Let’s say you’re in one of the following scenarios:
- You need to set up AD FS for a shared hosting environment and won’t have any identities synchronized from the forest where AD FS will be deployed and want to verify that the AD FS infrastructure is working.
- You need to stage AD FS before you’re ready to connect to Office 365 and want to verify that the AD FS infrastructure is working.
In either is you need to get an identity in the cloud that can be linked back to an on-premises identity. It’s actually way easier than it sounds.
Confirm a domain in a tenant
In order to configure federation, you must have a verified domain in a tenant. So, do that.
Add the UPN suffix for the tenant domain to your AD forest
Again, if you’ve been working with Office 365 for a while, this should come as no surprise. If you haven’t done this before:
- Launch Active Directory Domains and Trusts.
- At the top node (Active Directory Domains and Trusts), right-click and select Properties.
- Type the new domain suffix for the domain that you will be testing this AD FS infrastructure against, and click Add.
- Click OK to close the UPN suffixes dialog box.
Federate your domain
This is a pretty straightforward process. You’ll need a global admin ID in your Office 365 tenant and to have installed the Azure Active Directory PowerShell cmdlets on your AD FS primary farm server.

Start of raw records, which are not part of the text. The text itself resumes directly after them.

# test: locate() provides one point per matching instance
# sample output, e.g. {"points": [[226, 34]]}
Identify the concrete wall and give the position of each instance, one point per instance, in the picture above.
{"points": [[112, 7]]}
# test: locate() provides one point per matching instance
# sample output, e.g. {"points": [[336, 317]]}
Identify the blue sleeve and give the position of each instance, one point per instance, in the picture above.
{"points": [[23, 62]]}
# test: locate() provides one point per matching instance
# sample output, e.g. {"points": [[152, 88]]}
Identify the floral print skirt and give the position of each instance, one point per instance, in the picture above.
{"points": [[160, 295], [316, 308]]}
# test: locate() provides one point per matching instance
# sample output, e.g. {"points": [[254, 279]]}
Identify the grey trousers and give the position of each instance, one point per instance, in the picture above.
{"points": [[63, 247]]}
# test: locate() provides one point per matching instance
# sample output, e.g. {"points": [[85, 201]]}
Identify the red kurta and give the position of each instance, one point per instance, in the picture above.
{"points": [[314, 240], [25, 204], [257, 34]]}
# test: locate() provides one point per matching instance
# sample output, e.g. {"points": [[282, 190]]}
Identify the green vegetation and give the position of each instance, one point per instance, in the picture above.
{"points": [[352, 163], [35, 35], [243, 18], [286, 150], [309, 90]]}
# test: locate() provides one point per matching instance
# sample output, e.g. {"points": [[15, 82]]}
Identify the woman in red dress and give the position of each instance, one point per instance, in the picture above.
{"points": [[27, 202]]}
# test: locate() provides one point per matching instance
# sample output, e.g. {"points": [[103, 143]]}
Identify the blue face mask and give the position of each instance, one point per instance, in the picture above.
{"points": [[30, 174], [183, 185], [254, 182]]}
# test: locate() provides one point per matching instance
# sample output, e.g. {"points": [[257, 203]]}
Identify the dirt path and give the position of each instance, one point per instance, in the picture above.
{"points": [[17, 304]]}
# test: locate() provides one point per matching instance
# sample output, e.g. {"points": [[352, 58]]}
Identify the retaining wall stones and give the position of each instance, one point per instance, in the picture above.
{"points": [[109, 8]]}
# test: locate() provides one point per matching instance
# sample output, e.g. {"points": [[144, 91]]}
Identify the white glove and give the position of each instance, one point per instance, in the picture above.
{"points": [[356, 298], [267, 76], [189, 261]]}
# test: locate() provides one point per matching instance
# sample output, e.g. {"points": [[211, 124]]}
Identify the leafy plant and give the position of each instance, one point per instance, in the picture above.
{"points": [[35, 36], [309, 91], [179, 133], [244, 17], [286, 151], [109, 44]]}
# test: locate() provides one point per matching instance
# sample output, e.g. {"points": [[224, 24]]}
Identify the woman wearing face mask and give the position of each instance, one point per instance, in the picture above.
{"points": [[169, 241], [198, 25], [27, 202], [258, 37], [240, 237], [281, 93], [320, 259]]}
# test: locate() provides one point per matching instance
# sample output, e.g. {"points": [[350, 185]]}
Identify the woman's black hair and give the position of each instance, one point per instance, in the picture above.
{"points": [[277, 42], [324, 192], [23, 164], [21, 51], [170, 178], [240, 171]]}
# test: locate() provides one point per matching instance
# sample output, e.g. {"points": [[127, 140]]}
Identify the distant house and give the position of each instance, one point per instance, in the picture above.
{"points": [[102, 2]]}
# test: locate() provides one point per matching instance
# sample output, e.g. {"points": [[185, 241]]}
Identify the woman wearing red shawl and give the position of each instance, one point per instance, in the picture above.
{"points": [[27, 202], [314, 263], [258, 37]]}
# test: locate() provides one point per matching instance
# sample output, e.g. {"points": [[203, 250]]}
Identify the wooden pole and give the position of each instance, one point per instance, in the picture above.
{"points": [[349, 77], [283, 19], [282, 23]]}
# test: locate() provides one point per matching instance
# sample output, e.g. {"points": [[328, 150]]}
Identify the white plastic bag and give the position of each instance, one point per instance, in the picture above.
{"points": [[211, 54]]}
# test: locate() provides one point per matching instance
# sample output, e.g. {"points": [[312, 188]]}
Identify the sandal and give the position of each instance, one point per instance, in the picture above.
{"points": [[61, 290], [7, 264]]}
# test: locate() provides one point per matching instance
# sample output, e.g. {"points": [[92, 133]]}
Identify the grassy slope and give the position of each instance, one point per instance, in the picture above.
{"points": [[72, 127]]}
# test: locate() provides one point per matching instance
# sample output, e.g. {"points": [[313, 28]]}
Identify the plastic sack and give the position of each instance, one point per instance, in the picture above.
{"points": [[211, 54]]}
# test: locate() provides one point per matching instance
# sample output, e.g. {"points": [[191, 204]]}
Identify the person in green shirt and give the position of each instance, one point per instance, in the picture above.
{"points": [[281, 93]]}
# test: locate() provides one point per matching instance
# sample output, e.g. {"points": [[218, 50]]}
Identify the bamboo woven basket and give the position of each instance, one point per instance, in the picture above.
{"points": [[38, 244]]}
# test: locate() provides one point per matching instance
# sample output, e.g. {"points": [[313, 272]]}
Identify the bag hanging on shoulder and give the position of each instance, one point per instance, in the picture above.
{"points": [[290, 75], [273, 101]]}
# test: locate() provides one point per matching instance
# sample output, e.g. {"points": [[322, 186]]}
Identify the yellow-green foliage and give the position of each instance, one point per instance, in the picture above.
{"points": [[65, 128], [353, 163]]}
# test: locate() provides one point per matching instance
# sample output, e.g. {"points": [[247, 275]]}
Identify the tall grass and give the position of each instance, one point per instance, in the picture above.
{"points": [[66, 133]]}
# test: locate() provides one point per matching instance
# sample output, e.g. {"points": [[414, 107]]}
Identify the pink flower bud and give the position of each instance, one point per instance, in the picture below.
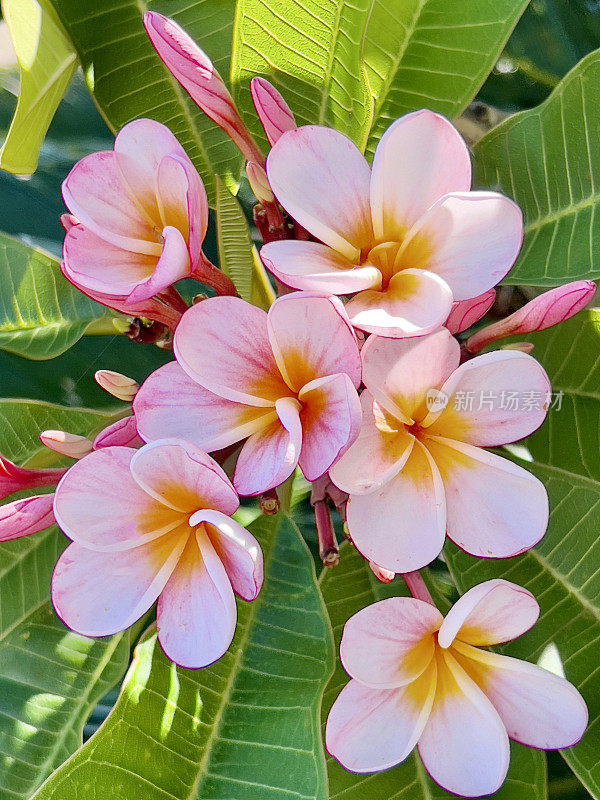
{"points": [[465, 313], [273, 112], [542, 312], [195, 72], [120, 386], [67, 444]]}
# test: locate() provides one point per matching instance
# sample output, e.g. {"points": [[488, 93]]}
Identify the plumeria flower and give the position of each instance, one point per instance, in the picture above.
{"points": [[154, 524], [141, 213], [421, 680], [407, 238], [284, 381], [417, 469]]}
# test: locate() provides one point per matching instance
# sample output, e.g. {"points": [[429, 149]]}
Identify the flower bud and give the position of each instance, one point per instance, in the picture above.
{"points": [[273, 112], [542, 312], [67, 444], [120, 386], [194, 70]]}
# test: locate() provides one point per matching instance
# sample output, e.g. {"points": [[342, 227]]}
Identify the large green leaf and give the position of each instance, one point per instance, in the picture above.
{"points": [[346, 589], [129, 81], [50, 678], [41, 314], [47, 62], [562, 571], [245, 727], [548, 160]]}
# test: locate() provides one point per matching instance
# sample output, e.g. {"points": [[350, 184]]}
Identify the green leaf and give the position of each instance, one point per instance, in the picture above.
{"points": [[41, 314], [346, 589], [562, 571], [50, 678], [548, 160], [47, 62], [129, 81], [245, 727]]}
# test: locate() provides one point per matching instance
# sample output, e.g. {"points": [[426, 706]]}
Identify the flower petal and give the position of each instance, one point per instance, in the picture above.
{"points": [[330, 420], [98, 594], [464, 746], [127, 515], [471, 240], [311, 337], [311, 265], [493, 399], [420, 158], [538, 709], [402, 525], [269, 456], [374, 729], [180, 475], [495, 508], [196, 612], [376, 456], [400, 373], [416, 302], [338, 214], [490, 613], [222, 343], [390, 643], [171, 404]]}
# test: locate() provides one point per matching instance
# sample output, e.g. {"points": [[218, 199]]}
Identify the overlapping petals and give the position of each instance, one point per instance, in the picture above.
{"points": [[420, 680], [284, 381], [161, 531], [407, 236], [417, 470]]}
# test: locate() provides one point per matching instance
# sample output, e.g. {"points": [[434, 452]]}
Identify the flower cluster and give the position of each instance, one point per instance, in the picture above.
{"points": [[354, 379]]}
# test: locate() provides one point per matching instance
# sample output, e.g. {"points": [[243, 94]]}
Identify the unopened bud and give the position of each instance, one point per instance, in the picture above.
{"points": [[120, 386], [67, 444]]}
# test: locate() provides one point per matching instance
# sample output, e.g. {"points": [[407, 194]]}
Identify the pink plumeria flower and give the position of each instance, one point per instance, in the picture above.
{"points": [[154, 524], [408, 237], [417, 469], [285, 381], [421, 680], [142, 216]]}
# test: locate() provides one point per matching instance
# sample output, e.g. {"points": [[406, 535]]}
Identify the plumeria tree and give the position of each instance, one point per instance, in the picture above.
{"points": [[317, 516]]}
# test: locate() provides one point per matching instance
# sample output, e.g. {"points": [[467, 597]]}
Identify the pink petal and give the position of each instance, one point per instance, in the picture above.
{"points": [[222, 343], [465, 313], [95, 192], [416, 302], [400, 373], [238, 550], [311, 265], [401, 526], [376, 456], [273, 112], [269, 456], [369, 730], [493, 399], [390, 643], [464, 746], [338, 214], [22, 517], [420, 158], [330, 420], [538, 709], [471, 240], [98, 594], [171, 404], [495, 508], [311, 337], [127, 515], [490, 613], [196, 612]]}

- Log into the primary AD FS Farm server.
- Launch Elevated PowerShell prompt.
- Store a credential object.
$cred = Get-Credential <enter department Global Admin in the form of email@example.com>
- Connect to Microsoft Online Service.
Connect-MSOLService -Credential $cred
- If you didn’t log into the primary farm server, update the AD FS context:
Set-MsolAdfsContext -Computer <primary AD FS farm server>
- Federate the domain (I usually use the -SupportMultipleDomain switch, even though it adds an extra transform to the configuration)
Convert-MsolDomainToFederated -DomainName <dept namespace> -SupportMultipleDomain
Create a fake synchronized object
This is the moment we’ve all been waiting for.
- Create an identity in the AD FS Active Directory forest (in my case, I named the user testfederation) using the UPN suffix. I’m creative that way.
- Launch the Azure AD PowerShell and connect to Office 365.
- Import the ActiveDirectory module.
- Convert the user’s objectGUID to the base64 value that will be used in Office 365 using this snazzy one-liner:
$ImmutableID = [system.convert]::ToBase64String((get-aduser testfederation).objectGuid.ToByteArray())
- Create a new user in the federated namespace:
New-MsolUser -UserPrincipalName firstname.lastname@example.org -DisplayName "Test Federation" -FirstName "Test" -LastName "Federation" -ImmutableID $ImmutableID
- Test logging in with the federated ID to Office 365.
It’s not solving world peace, but it’s a good step.